Just ten weeks before the UK government’s planned switch-off of the Place of Destination (PoD) system on 30th April, when Border Control Points (BCPs) are set to become operational.

Trucks on motorway

Phased in on the 31st of January, the Border Target Operating Model (BTOM) set out the new model for the import of Sanitary and Phytosanitary goods, which includes plants and plant products.

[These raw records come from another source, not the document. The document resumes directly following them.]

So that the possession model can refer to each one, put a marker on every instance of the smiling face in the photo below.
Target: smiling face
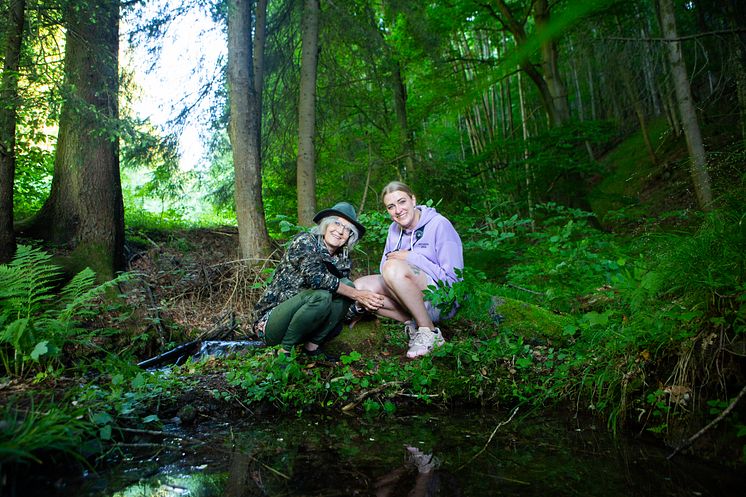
(337, 233)
(402, 209)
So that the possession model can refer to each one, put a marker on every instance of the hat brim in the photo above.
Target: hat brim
(333, 212)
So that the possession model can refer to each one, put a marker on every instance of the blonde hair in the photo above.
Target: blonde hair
(320, 229)
(396, 186)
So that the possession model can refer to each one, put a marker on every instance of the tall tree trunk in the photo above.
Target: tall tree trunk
(692, 132)
(8, 114)
(526, 163)
(550, 66)
(555, 115)
(260, 39)
(306, 165)
(400, 105)
(84, 210)
(243, 131)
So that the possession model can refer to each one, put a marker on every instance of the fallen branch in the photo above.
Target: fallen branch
(525, 289)
(499, 425)
(368, 393)
(712, 423)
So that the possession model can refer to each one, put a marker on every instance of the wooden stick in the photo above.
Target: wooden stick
(712, 423)
(499, 425)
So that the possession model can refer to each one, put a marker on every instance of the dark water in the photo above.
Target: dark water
(427, 455)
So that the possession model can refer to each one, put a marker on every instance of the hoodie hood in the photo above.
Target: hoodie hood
(434, 246)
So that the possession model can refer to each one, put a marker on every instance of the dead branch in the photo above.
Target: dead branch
(368, 393)
(712, 423)
(499, 425)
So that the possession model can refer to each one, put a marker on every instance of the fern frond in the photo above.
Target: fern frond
(81, 292)
(27, 282)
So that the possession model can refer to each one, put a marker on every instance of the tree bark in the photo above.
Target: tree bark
(690, 123)
(552, 103)
(260, 40)
(243, 130)
(306, 164)
(400, 105)
(8, 114)
(550, 65)
(84, 210)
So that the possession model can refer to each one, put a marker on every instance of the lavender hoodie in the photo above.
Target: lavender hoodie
(434, 245)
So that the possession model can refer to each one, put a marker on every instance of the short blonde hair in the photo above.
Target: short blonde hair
(396, 186)
(320, 229)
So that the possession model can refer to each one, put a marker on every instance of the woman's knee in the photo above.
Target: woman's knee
(371, 283)
(395, 270)
(319, 298)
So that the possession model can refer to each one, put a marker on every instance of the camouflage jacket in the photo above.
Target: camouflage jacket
(306, 264)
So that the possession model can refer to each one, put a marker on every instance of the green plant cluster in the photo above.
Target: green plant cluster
(39, 315)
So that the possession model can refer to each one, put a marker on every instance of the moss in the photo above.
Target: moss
(92, 255)
(528, 320)
(365, 337)
(630, 170)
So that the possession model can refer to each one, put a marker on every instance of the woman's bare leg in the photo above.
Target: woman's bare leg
(391, 308)
(405, 284)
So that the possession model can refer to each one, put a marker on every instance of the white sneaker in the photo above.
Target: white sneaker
(423, 341)
(410, 328)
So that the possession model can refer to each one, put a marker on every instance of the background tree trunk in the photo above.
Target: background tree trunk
(550, 64)
(306, 164)
(8, 105)
(690, 123)
(400, 105)
(85, 210)
(243, 130)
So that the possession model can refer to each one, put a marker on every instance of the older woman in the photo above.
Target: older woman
(422, 249)
(307, 298)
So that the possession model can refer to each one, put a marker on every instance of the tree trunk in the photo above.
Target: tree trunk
(400, 105)
(260, 39)
(244, 133)
(85, 210)
(306, 165)
(550, 65)
(526, 163)
(8, 105)
(690, 123)
(555, 116)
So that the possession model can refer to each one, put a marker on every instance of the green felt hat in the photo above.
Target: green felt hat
(341, 209)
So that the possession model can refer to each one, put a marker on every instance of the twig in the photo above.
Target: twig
(499, 425)
(368, 393)
(156, 433)
(712, 423)
(525, 289)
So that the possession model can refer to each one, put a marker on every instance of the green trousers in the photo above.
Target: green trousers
(307, 317)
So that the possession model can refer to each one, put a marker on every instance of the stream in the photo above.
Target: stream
(454, 454)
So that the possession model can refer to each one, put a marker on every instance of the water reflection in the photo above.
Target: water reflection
(426, 481)
(411, 456)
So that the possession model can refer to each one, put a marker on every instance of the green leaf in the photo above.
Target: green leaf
(138, 381)
(101, 418)
(40, 349)
(105, 432)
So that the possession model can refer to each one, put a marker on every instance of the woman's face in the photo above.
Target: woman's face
(402, 209)
(337, 234)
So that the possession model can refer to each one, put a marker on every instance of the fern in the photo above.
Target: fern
(36, 320)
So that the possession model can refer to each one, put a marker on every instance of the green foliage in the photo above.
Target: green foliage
(37, 319)
(565, 257)
(30, 434)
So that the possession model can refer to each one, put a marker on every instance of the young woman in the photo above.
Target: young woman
(422, 249)
(310, 292)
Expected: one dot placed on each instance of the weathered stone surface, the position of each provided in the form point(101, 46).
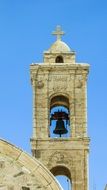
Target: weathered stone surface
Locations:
point(68, 79)
point(19, 170)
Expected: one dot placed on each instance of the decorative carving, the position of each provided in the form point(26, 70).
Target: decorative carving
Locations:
point(79, 84)
point(40, 84)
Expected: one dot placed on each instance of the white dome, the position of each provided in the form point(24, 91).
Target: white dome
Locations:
point(59, 46)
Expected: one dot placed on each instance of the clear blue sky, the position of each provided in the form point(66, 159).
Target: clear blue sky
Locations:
point(25, 32)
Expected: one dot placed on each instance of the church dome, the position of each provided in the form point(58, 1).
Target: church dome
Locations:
point(59, 47)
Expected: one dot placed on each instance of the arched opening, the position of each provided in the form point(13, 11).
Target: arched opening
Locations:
point(59, 117)
point(59, 59)
point(63, 176)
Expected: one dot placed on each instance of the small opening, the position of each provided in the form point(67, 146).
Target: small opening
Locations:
point(63, 176)
point(59, 59)
point(59, 117)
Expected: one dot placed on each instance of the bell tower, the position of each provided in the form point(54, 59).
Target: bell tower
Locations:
point(60, 139)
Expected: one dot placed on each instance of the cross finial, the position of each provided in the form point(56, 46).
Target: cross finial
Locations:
point(58, 32)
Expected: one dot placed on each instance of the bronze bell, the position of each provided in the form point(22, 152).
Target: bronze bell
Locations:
point(60, 128)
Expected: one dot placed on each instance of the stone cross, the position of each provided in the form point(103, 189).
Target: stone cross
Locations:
point(58, 32)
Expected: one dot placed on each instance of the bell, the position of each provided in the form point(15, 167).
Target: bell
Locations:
point(60, 128)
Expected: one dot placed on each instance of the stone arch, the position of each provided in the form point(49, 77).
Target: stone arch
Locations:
point(64, 101)
point(61, 170)
point(21, 164)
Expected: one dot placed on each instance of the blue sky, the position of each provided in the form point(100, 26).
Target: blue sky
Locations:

The BTOM represents a significant divergence from the rules adopted by the United Kingdom during its membership of the European Union and introduces a new risk-based approach to checks on imported goods, which will be proportionate to the risks posed. Regulated plants and plant products from the EU have been categorised into high, medium, and low-risk categories – where the higher the risk category, the more biosecurity assurances are required. Inspection frequencies will change according to the risk. For the horticulture industry, plants, (certain) seeds and timber come under the high-risk category and will therefore be subject to the revised biosecurity assurances.

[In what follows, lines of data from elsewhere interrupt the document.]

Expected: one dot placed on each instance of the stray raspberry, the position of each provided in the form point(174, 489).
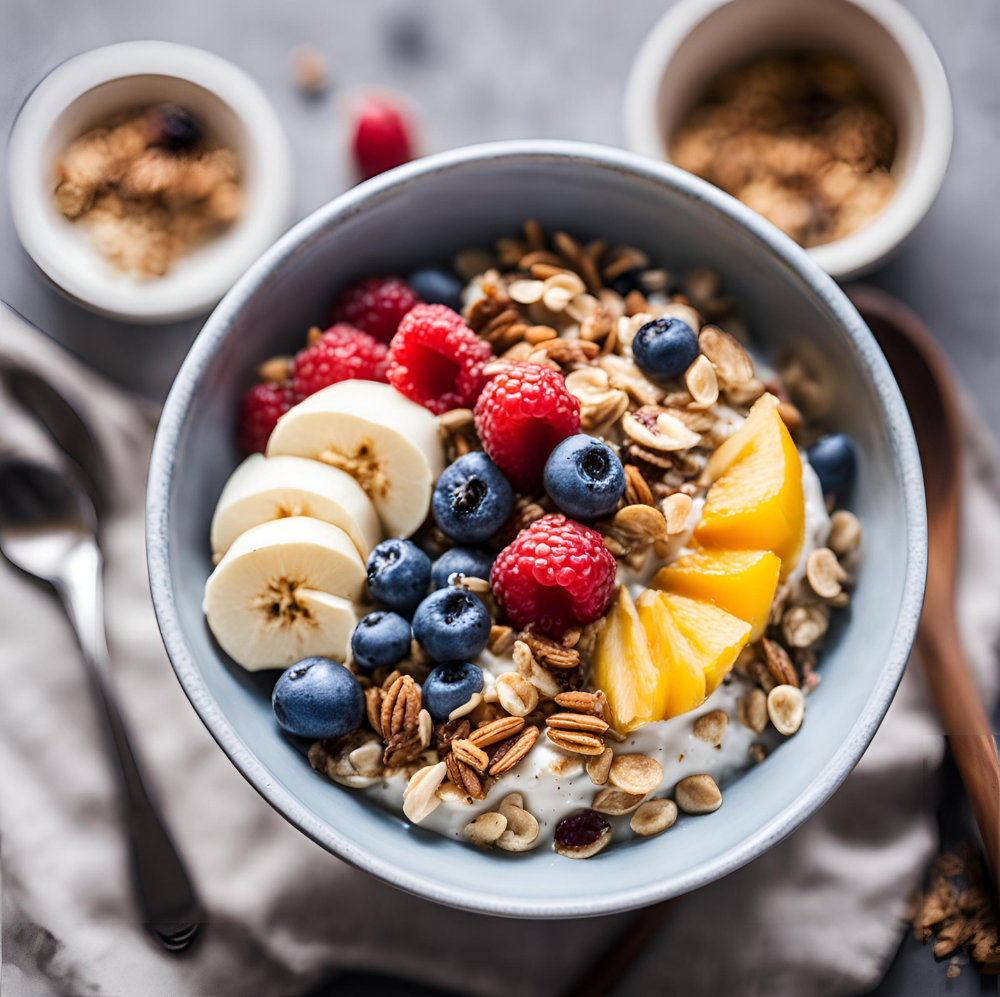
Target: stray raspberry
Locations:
point(382, 138)
point(436, 360)
point(556, 574)
point(262, 406)
point(522, 415)
point(375, 305)
point(340, 354)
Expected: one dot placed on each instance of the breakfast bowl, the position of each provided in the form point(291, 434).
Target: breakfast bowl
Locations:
point(102, 85)
point(428, 211)
point(697, 40)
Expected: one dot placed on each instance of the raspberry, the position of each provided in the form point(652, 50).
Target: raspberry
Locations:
point(374, 305)
point(437, 360)
point(262, 406)
point(521, 416)
point(381, 138)
point(341, 353)
point(556, 574)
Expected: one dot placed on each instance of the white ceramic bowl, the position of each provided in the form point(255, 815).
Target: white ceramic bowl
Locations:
point(427, 211)
point(81, 94)
point(697, 39)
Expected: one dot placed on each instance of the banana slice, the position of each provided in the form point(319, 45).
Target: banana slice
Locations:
point(262, 489)
point(388, 443)
point(283, 592)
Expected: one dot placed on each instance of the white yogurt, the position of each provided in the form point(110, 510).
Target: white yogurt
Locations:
point(554, 782)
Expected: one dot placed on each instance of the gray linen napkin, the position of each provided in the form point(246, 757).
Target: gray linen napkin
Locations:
point(818, 914)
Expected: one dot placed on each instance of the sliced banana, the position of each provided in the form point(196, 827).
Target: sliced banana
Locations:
point(389, 444)
point(263, 488)
point(283, 592)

From the 30th of April 2024 onwards, the ‘place of destination’ scheme, which is the current system of carrying out phytosanitary checks on imported material, will cease. Checks of high-risk plants and plant products will take place at a border control post or control point. The industry fears that these checks could result in consignments being held for long periods of time, putting plant products at risk and create difficulties for ‘complex’ plant products such as root balled trees and shrubs which require expert manoeuvring by skilled people.

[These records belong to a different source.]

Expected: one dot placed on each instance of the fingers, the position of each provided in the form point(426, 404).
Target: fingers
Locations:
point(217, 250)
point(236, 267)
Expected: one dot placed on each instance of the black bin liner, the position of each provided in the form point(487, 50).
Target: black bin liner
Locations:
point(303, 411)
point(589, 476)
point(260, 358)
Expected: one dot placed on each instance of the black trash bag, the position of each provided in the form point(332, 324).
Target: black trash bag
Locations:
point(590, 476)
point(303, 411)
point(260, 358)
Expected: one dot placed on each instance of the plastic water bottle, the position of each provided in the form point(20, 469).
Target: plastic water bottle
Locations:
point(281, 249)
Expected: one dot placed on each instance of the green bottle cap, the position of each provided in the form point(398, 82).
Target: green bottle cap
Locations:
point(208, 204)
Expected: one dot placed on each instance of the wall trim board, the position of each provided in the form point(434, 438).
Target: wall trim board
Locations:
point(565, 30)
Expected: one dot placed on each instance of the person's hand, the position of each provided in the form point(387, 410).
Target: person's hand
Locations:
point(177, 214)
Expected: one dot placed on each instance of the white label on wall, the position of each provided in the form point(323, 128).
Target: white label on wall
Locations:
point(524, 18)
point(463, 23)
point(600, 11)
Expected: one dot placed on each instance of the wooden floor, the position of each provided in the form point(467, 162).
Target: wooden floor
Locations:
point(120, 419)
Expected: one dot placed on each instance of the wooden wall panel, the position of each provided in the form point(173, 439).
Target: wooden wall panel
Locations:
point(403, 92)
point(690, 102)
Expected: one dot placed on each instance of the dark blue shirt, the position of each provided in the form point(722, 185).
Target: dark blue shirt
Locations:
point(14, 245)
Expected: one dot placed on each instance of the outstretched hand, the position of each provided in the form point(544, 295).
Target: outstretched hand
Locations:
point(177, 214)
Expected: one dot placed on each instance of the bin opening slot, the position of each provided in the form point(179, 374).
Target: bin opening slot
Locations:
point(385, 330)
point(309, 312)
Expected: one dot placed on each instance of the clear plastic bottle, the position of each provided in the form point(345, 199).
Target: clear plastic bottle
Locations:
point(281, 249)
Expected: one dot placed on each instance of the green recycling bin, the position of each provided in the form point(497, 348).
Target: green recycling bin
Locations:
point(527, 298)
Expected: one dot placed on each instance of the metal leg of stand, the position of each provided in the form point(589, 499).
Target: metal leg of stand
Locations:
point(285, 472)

The Horticultural Trade Association (HTA) is urging the government to keep PoDs successfully and securely delivering for the plant trade until BCPs and alternative border routes are fully operational, viable, affordable, and tested. The HTA is urging the government to listen and take action to safeguard the thousands of growers, retailers, suppliers, landscapers, and millions of gardeners whom this change will impact.

At a recent HTA workshop, Sally Cullimore, HTA Technical Policy Manager said: “We need the UK government to take industry concerns as seriously as we do. The April date is just ten weeks away, and despite repeated meetings, calls and requests, we are none the wiser about how much it will cost and how BCPs will manage complex, high-risk plant loads safely and securely.

“The environmental horticulture sector has already spent at least £30 million to adapt; this new change will be more costly with no material gain. That is why we need urgent action to deliver on the HTA’s ask for at-site checks to continue as our priority. In addition, we have three clear asks: Firstly, we urgently need to see the outcome of the Common User Charge consultation to be at both a low-cost level and charged per phytosanitary consignment. Secondly, we need clear communication on the outstanding details of Border Control Points (BCPs) and how they will handle high-risk plants and plant products. Thirdly, we need to know the capacity and capability of BCPs to deal with the plant trade, and that is all before we even tackle accessibility to Authorised Operator Status and address hurdles to becoming a Control Point.”

The workshop host, Richard McKenna, Managing Director of Provender Nurseries, stated: “The seamless, smooth and secure movement of plants is the top priority for our business and customers. We are experts in this and resilient, but the unknowns on the border changes mean we cannot make the urgent and informed investment decisions needed to have any confidence beyond 29 April.”